Portami a ballare un finale diverso (4)

Dago era il dispregiativo con cui negli USA, a fine Ottocento, chiamavano i migranti siciliani, venivano considerati una specie di negroidi. In Louisiana piove sempre e sul continente di carta incombe ancora una maledizione terribilmente punk. E tu c’hai chiamato il cane? Va bene, ho capito! Lasciamo perdere. Non è che devi accettare tutte le critiche di quelli che non sono d’accordo con te. Potresti prenderli a sassate (appuntite), conscia del fatto che tu e molti altri preferirebbero lanciar loro pezzi di ferro (arroventati). Dio come impazzano le idee, quando non c’è anima viva a testimoniarlo.
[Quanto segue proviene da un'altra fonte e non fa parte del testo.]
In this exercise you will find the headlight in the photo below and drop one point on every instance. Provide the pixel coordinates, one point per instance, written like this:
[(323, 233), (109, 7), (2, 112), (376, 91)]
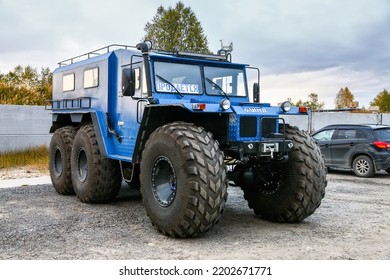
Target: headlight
[(286, 106), (225, 104)]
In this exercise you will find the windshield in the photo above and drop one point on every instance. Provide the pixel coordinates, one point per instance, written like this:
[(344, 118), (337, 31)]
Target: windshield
[(231, 81), (187, 79), (174, 77)]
Sì, è vero che cerco ancora di fuggire i sogni, ma non ti devi spaventare anzi: sii contenta, accetta e rispetta le novità. Vorrei poterti dire parole rassicuranti ma oggi proprio non ne ho. Sarà davvero arrivato il momento di preparare lo zaino? Hai capelli di rame e sempre bisogno di
aiuto, anche per tenerli aggrappati a dei fermagli di metallo impuro: fermacapelli di una lega di scarti. Tutto questo ti rende ai miei occhi ancora più attraente, con la gonnella svolazzante che scelsi io quella volta lì, al mare. Ti lascio e il sole inveisce contro di me nell’apprendere la notizia.